The human perception tends to arrange probabilities into above 50% and below. For most probabilistic models this is not the case at all. Frequently, resulting probabilities are neither normal distributed between zero and 1 with a mean of 0.5 nor correct in terms of absolute values. Often, this depends on the dataset and is not seldom an issue accompanied with the existence of a minority class.
For example, if the result of a probabilistic model of having an accident given a blood alcohol Level of 0.5 %o is 40% does not necessarily mean that you should predict this case as no accident.

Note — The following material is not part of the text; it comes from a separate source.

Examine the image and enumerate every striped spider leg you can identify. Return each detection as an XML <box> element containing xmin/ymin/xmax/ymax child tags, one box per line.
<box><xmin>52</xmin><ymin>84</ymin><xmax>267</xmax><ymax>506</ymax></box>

Examining the probability distribution, you could realize a slope that the probabilities tend to the value of zero. This is not wrong at all costs, but you can easily proof whether it is better to adjust your cutoff criterion by setting it down – or up. ROC helps as well.
If you have doubts regarding the shape of the probabilities, you can adjust the whole distribution by doing the following:
Supposed you found that the cutoff should be at 40% instead of 50%. So, you know three things:
- p = 0 should remain 0
- p = 1 should remain 1
- p = 40% should be 50%
A root function fulfills the first two requirements. The rest is simple mathematics.
0.5 = 0.4^x
log(0.5) / log(0.4) = x
log(0.5) / log(cutoff) = x
With this exponent you can adjust the whole probability-results. At least slightly, this exponent can remove the slope of the probability distribution.
Just give it a try and you will see that it performs better in many cases – instead of just setting down the cutoff criterion.